For these reasons, I believe that the OLC should be stripped of its adjudicatory role and permitted to function only as an adviser to the government. The adjudication function would be transferred to a separate official, a Director of Adjudication, who would resolve inter-agency disputes. The Director’s decisions would be subject to presidential override.

Several other changes could create structural incentives that would force deliberation by the executive and reduce the current concentration of power that has been deposited in that branch: reporting requirements on agency action, hearings held by the minority party in Congress, and judicial doctrines that prod agency action. Reporting requirements create an information flow to Congress that promotes external checks. Similarly, during periods of single-party government, minority-party hearings would produce modest constraints on domineering executives and ensure better information flow. Courts can also jump-start the process of creating internal checks and balances by choosing not to defer to presidential interpretations of international law, such as the Geneva Conventions, unless those interpretations are the product of internally checked processes.

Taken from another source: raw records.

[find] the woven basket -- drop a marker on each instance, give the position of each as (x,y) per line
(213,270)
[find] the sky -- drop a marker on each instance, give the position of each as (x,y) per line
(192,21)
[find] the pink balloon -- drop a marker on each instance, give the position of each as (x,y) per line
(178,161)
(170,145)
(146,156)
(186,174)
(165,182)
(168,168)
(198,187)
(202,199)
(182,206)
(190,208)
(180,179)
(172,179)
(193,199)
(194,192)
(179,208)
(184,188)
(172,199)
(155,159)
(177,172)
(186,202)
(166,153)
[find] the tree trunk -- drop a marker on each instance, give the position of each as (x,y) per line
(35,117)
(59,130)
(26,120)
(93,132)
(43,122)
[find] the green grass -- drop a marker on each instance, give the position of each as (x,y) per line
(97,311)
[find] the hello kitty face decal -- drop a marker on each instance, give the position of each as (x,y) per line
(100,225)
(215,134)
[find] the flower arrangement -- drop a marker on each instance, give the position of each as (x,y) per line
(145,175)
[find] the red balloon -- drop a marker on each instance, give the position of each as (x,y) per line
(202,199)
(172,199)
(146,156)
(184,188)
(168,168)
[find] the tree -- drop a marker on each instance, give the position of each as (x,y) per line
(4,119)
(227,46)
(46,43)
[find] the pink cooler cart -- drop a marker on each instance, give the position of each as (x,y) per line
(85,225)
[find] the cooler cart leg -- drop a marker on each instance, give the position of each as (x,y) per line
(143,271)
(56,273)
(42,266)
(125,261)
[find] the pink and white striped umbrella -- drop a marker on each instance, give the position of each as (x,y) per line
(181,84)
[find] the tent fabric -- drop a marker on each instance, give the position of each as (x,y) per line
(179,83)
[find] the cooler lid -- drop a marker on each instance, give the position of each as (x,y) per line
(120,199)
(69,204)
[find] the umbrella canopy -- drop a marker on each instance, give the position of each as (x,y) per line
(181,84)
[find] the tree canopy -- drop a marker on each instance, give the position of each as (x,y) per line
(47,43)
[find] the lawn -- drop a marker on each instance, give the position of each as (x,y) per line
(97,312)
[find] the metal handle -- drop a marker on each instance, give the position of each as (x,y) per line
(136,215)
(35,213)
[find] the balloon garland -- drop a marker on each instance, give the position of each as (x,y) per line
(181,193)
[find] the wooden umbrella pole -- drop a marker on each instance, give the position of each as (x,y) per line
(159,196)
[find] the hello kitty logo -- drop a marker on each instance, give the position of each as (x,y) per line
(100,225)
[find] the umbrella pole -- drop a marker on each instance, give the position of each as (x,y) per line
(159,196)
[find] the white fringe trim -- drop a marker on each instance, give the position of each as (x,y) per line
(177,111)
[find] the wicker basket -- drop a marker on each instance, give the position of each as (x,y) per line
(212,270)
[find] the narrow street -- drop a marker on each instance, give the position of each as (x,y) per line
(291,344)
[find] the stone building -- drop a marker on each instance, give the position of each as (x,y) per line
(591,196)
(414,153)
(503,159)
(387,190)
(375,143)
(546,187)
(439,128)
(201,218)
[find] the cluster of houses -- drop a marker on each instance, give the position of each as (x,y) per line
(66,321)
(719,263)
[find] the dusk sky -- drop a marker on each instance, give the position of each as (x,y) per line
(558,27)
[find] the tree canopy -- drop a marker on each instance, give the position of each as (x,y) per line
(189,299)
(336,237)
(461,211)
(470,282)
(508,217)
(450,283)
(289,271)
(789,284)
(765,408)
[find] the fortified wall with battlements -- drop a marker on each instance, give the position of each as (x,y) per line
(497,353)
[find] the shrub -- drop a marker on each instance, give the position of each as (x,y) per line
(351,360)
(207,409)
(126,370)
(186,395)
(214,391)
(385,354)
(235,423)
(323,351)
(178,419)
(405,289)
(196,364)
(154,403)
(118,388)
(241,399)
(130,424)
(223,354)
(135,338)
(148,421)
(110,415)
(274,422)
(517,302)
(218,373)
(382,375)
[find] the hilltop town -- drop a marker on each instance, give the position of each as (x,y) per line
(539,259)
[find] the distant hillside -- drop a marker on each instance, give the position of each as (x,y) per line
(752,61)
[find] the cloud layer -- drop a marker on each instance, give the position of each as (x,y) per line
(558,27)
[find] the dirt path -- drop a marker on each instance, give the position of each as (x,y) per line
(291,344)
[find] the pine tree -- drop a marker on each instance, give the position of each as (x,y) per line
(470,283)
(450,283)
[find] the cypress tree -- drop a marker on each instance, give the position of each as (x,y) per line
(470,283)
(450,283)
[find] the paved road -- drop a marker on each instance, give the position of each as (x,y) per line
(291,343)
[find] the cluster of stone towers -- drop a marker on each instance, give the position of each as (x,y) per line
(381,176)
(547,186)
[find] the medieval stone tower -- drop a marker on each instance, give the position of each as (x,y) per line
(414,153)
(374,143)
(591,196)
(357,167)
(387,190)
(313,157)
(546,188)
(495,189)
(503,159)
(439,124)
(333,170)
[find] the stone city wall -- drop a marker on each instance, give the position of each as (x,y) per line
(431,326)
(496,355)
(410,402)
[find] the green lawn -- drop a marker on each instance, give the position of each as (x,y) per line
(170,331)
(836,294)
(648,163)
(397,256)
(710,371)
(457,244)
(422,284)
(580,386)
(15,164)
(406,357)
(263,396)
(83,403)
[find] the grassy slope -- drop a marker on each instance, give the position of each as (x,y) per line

My point is to highlight the ways in which separation of powers can become laced into the executive branch itself, rather than hoping that it will rematerialize in Congress and the courts. Each of those actors has limitations, the former due to the rise of the party system, the latter due to well-designed institutional limits on jurisdiction. The pendulum today has begun to swing so far toward executive branch vigor that one must fear that the principles of divided government that our Founders embraced are no longer working. By giving force to traditions that are already part of our subtle constitutional landscape—bureaucratic overlap, civil-service protections, internal adjudication, and reporting requirements—some of this movement can be pulled back toward equilibrium.

Neal Katyal is Professor of Law, Georgetown University, and served as lead counsel in Hamdan v. Rumsfeld.